Recently I have asked our favorite large language model chatGPT4o to help me with my football betting game. With friends and family we are usually betting during the football (soccer) World or Euro Cup. I wrote a little R/shiny app called SoccerSuccer, and invite my friends and family members to enter their bets for each game. There are compicated rules for points and rankings, some funny visualizations and sophisticated analysis to understand the patterns of bets and points. Eventually we have a little gift for the winners and it’s usually fun for several generations.
There are a few things that requires an improvement including entering all games of the tournament. According to my original plan, I wanted to copy the teams, beginning time and stadium from the respective Wikipedia page. For the current tournament this is the UEFA Euro 2024 page. However, I never managed to automate this process. Usually just a few days before the turnament, I figure out that it’s already too late to catch up with my plan. Then I always find myself manually writing SQL commands for the database like the following:
INSERT INTO game (gameid, team1, team2, city, starttime, kogame) VALUES (1, 'Germany', 'Scotland', 'Fußball Arena München, Munich', '14 June 2024 21:00+2', FALSE);
You don’t need to be a programmer to understand this line of SQL code above. It enters game number 1 Germany vs. Scotland of the UEFA Euro into my little database. I have to be very careful not to mix up the teams or beginning time, otherwise this leads to plenty of follow-up issues. For example, if the competing teams are wrong, players of the betting game could bet for games, that are never played or miss others that are not scheduled in my app.

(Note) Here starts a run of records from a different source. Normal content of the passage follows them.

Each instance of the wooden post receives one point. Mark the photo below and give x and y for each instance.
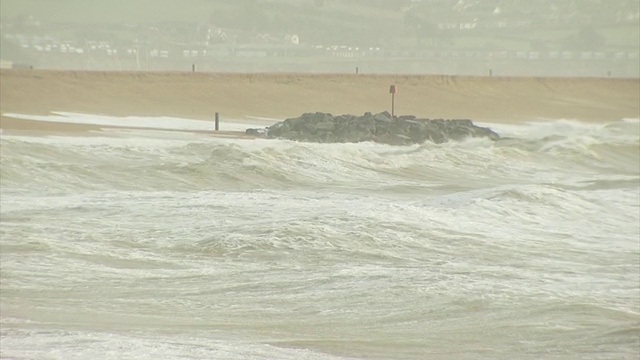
(393, 90)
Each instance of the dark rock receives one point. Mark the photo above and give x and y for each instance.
(381, 128)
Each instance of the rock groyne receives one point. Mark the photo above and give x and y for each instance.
(381, 128)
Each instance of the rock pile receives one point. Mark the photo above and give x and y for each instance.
(380, 128)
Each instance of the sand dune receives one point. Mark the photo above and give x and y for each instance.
(200, 95)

So I asked my little adviser from OpenAI chatGPT to help me with extracting the game data from the Wikipedia page and provide me correct SQL code for the 36 games of the first round of the Euro Cup 2024. To my surprise, chatGPT immediately understood my request and produced happily plenty of SQL commands for the first 30 games. Line number 1 was identical with my code example (see above). The following lines were syntactically perfectly correct, but the content was wrong. Suddenly teams like Wales and Sweden, which didn’t make it through the qualification where playing in stadiums that were not selected like the Weserstadion in Bremen.

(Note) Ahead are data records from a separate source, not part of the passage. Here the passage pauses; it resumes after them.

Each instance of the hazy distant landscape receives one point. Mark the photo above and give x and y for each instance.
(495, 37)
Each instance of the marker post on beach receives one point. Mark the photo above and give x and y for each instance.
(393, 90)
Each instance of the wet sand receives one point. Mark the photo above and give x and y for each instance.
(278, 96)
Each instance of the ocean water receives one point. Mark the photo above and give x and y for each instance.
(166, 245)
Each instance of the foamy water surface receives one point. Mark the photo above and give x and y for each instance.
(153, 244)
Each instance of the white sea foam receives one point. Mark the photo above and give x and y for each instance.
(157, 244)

However, if your are not into football, the data of these footballs games looked plausible. Here is an example:
INSERT INTO game (gameid, team1, team2, city, starttime, kogame) VALUES (14, 'Wales', 'Switzerland', 'Weserstadion, Bremen', '19 June 2024 21:00+1', FALSE);
I have a basic understanding of large language models, and belive to understand, why this hallucinations occuded. There is definitly more important information, than football game data. If this technology contributes to the spreading of wrong information, like medical information or wrong rumors, large language models can become pretty dangerous for a few people. Imagine, if you are taking the wrong drug or rumors are damaging your reputation at your business partner.
I asked the following questions to chatGPT and got answers with a lot of food for thought.
- Do you know the austrian lawyer Max Schrems and the dispute about hallucinations of LLMs? You may use the browsing tool.
- Can you estimate, if this issue will limit the usage of LLM in Europe?
Try it out! ChatGPT’s answers sound perfectly plausible.